Allerdings vermute ich, dass die wohl heute nicht mehr zu gebrauchen
sind, weil Lacke sicherlich keine 20 Jahre überstehen ohne in der
Dose hart zu werden oder sonst wie unbrauchbar zu werden.

Es gibt ja Leute, die ein Monatseinkommen haben, von dem unsereins
nur träumen kann. Ich neide es denen nicht und gönne jedem sein
Glück, auch wirtschaftlicher Natur. Gewiss gibt es Verdienstgrenzen,
ab denen auch ich sage, dass da der extremen Lohnhöhe keine
adäquate Größe der tatsächlich erbrachten Leistung mehr gegenüber
stehen kann, aber das ist dann eben auch eine besondere Form des
Glücks. Vor einiger Zeit berichtete ich Ihnen davon, dass hier gesagt
wurde, dass jemand die alten leerstehenden Mühlenbetriebe weiter
unten südlich gekauft hat. Die einzigen Anzeichen dafür, die man
anfangs hier bemerkte, waren die, dass dieser in Teilen zugewachsene
Weg dorthin von Gemeindearbeitern wieder freigeschnitten wurde
und nach dem Malheur mit den Reifen des Polizeiwagens letzte
Woche auch noch die Wurzelreste in der Fahrbahn mit einer
Spezialmaschine abgefräst wurden. Jetzt tut sich aber wieder etwas.

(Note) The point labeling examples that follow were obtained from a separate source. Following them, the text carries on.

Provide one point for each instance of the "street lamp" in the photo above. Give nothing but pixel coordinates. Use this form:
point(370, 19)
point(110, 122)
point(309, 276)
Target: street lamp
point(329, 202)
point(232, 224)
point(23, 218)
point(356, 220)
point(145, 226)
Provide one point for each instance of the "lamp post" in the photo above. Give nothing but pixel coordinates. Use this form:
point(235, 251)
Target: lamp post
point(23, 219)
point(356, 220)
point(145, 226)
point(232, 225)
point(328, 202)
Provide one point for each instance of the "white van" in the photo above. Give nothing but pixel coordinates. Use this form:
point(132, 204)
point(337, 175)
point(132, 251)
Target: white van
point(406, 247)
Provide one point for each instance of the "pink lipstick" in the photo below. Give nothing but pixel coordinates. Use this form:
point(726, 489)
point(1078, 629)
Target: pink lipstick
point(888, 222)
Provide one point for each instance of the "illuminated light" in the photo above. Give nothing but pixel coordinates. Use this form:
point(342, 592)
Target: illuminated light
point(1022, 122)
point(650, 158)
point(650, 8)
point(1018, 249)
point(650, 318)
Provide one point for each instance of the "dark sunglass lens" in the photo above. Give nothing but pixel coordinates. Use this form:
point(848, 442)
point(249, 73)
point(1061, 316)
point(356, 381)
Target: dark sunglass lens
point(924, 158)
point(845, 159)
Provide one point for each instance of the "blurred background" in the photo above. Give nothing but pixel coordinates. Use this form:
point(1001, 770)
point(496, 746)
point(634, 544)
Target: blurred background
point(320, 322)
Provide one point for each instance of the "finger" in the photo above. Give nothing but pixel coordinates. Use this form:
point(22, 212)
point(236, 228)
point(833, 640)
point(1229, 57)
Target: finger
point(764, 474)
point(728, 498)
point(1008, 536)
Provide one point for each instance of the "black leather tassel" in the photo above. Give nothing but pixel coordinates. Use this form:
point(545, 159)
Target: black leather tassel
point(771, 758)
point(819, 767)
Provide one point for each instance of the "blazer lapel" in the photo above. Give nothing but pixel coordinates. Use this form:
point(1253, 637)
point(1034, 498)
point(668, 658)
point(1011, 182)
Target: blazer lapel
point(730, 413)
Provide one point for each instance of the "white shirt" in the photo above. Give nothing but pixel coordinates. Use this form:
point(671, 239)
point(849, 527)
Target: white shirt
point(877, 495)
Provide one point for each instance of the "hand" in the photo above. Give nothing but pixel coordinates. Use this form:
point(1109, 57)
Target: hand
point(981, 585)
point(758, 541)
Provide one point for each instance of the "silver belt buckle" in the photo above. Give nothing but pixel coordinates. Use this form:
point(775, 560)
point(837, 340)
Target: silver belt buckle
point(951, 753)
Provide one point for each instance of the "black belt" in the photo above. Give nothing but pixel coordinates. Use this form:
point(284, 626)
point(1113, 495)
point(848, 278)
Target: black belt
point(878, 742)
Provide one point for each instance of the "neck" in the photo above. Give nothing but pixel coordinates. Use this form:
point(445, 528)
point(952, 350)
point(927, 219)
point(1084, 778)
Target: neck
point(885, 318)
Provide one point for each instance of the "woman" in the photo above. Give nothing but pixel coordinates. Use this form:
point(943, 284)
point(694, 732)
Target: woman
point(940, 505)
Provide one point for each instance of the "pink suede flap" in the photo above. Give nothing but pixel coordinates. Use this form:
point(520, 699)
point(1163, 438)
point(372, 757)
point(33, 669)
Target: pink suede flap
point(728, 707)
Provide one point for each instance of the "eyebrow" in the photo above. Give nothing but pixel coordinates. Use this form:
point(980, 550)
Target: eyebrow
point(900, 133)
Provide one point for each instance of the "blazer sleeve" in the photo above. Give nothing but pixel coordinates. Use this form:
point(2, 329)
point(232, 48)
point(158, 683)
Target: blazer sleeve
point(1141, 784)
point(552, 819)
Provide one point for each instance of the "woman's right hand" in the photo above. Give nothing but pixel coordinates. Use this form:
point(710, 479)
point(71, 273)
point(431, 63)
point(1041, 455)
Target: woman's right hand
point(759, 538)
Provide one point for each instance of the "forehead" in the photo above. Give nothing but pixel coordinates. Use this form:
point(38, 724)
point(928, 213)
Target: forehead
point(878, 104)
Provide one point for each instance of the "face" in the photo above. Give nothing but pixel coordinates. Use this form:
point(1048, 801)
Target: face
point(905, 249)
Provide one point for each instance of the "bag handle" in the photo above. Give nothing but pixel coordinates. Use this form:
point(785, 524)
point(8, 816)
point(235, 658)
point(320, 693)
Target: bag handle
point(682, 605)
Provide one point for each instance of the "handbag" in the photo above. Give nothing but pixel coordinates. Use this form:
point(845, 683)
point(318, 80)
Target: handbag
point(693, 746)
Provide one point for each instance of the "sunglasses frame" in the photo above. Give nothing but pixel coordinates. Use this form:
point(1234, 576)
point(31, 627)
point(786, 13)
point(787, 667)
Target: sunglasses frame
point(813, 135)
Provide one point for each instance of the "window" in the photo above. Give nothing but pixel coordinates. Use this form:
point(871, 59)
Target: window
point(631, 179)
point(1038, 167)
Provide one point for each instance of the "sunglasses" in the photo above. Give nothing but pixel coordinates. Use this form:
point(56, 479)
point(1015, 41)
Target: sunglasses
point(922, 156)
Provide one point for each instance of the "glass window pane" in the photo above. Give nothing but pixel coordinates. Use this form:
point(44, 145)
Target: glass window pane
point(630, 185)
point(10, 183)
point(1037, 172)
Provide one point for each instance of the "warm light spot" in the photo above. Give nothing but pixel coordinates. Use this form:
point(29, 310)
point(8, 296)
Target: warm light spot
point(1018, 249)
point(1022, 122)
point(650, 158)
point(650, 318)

Täglich fahren einige Autos hier vorbei bis zu dem Mühlenanwesen,
meist sind es Lieferwagen. Dann kam auch öfters ein großer,
moderner schwarzer Audi - Kombi. Dem Geräusch nach auch ein
Dieselfahrzeug, aber solch ein Dickschiff, welches auf jeder
Fahrzeugseite einen Auspuff hat. Als ich gestern gerade vor der
Haustüre eine neue Lampe anbrachte, hielt der besagte schwarze Audi
hier vor der Tür. Ein etwa 40jähriger Mann stieg aus und kam rüber zu
mir. Er stellte sich vor, Boldt oder so ähnlich, wenn ich es richtig
verstanden habe, nennt er sich. In freundlichem Ton meinte er, dass
wir ja sozusagen dann bald in gewisser Weise Nachbarn würden,
wenn auch mit rund 2 km Distanz dazwischen. Wie sich herausstellte, 
war er dieser Mann, der die Mühlenbetriebe gekauft hat. So
unterbrach ich meine Arbeit mit der Lampe und wir gerieten in einen
durchaus angenehmen, langen Plausch. Kayla gesellte sich dann auch
noch hinzu und wir haben uns sicherlich über eine Stunde unterhalten.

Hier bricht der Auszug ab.